Organisational transformation is certainly necessary, but coping with and successfully leading the same requires above-average leadership skills. Organisations that need to adapt during turbulent times cannot solely engineer change through purely technical approaches (like restructuring and re-engineering). They fundamentally need a new kind of leadership capability to reinterpret possibilities, reframe problems and reformat operations. This continuous process of applying a new approach to thinking and leadership behaviour is counter-intuitive – as leaders, we tend to stay with what we know best and what we do well. We even question too much reorganising and rather attempt to focus the business on producing well, but often getting less than expected results.
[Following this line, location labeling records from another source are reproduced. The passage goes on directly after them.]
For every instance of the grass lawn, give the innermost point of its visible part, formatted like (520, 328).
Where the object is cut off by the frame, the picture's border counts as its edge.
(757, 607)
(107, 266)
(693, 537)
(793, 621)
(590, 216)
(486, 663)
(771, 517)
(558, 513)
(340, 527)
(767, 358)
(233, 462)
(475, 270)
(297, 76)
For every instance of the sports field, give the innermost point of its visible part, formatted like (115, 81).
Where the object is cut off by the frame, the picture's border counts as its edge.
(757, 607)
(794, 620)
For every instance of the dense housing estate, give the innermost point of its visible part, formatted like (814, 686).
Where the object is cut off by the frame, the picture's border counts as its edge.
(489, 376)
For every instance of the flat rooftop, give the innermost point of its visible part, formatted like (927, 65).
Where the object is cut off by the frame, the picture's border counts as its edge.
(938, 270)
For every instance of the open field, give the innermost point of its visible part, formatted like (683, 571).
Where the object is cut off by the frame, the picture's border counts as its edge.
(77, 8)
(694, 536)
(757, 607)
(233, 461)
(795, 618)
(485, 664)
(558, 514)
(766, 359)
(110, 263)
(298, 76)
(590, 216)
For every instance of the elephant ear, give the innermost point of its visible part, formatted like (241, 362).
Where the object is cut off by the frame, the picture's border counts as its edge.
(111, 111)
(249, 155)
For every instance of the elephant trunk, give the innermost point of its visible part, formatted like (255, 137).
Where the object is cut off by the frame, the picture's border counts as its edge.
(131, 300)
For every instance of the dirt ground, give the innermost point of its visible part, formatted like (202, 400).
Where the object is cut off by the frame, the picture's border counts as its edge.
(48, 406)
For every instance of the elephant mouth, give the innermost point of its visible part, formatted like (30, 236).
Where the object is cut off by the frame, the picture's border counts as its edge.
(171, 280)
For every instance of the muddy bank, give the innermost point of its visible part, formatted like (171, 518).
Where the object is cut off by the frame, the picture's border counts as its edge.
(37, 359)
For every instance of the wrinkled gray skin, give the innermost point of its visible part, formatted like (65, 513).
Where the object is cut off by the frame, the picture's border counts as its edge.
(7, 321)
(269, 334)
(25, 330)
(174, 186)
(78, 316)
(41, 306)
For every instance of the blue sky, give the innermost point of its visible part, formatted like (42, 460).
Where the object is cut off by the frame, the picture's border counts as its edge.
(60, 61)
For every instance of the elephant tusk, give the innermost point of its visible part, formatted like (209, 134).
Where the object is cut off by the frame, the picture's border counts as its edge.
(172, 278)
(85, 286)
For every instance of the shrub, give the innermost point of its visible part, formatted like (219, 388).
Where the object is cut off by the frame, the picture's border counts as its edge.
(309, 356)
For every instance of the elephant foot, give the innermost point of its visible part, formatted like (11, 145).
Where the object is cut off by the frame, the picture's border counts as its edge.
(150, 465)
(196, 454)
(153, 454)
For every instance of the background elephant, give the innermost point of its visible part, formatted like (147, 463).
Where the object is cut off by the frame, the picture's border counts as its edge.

Finding successful strategies is proving to be more elusive and operational decisions that were once clear-cut are becoming more complicated and ambiguous. Leadership is working harder, is overwhelmed, endures long hours and is even becoming cynical.

A recent Centre for Creative Leadership study found that “the four most important skills/capabilities needed by organisations in the future – leading people, strategic planning, inspiring commitment and managing change – are among the weakest competencies for today’s individual leaders”(The Leadership Gap, June 2009). Furthermore, leadership’s very nature is changing – approaches focusing on flexibility, collaboration, crossing boundaries and collective leadership are increasingly more important than the basics of reaching the production and budget expectations.

Some of the new skillsets for leadership then could possibly include the following:

  • Stretchable minds to stay abreast of a rapidly changing reality – in our world, the value of investment in technology development is exponentially larger than any form of investment in human understanding or development. Executives will have to take special care to grow the way they think, collaborate and network.
  • Radically transformed mind-sets and not just acquiring new skills – the whole organisation is required to adopt a new approach to business and not just manage the change. Leadership and the human resources function should focus on working on the collective mind-set of the organisation.
  • Change in leadership behaviour – personal transformation precedes team or organisational transformation. Leaders should be demonstrating the readiness and personal commitment needed to successfully implement organisational change.
  • The ability to unearth and transform hidden assumptions and beliefs – not dealing with the underlying beliefs that control the organisation renders the business unchangeable, maintains it in a state of inertia, encourages self-deception and prevents any meaningful change.
  • Interdependent and collaborative leadership practices – a collective activity that embraces mutual inquiry, learning and a capacity to work with complex challenges. Here, authority, control and responsibility are shared based on strategic competence for the whole organisation. Mistakes are embraced as learning opportunities.
  • Communication, engagement, performance management and coaching – the ability to articulate vision and challenge deficient paradigms, the emotional intelligence to communicate feelings effectively, the candour to confront poor performance, a compassion for employees and the coaching ability to aid their development.

Facilitating organisational transformation is a leadership skill. Leaders need to pair leadership culture to the operational need – an agile business strategy, for example, requires a flexible leadership approach; complexity and challenging issues need an interdependent leadership style that relies on all available skills to solve problems. Results can be achieved when leadership develops and transforms leadership talent throughout the organisation to the expected level of capability.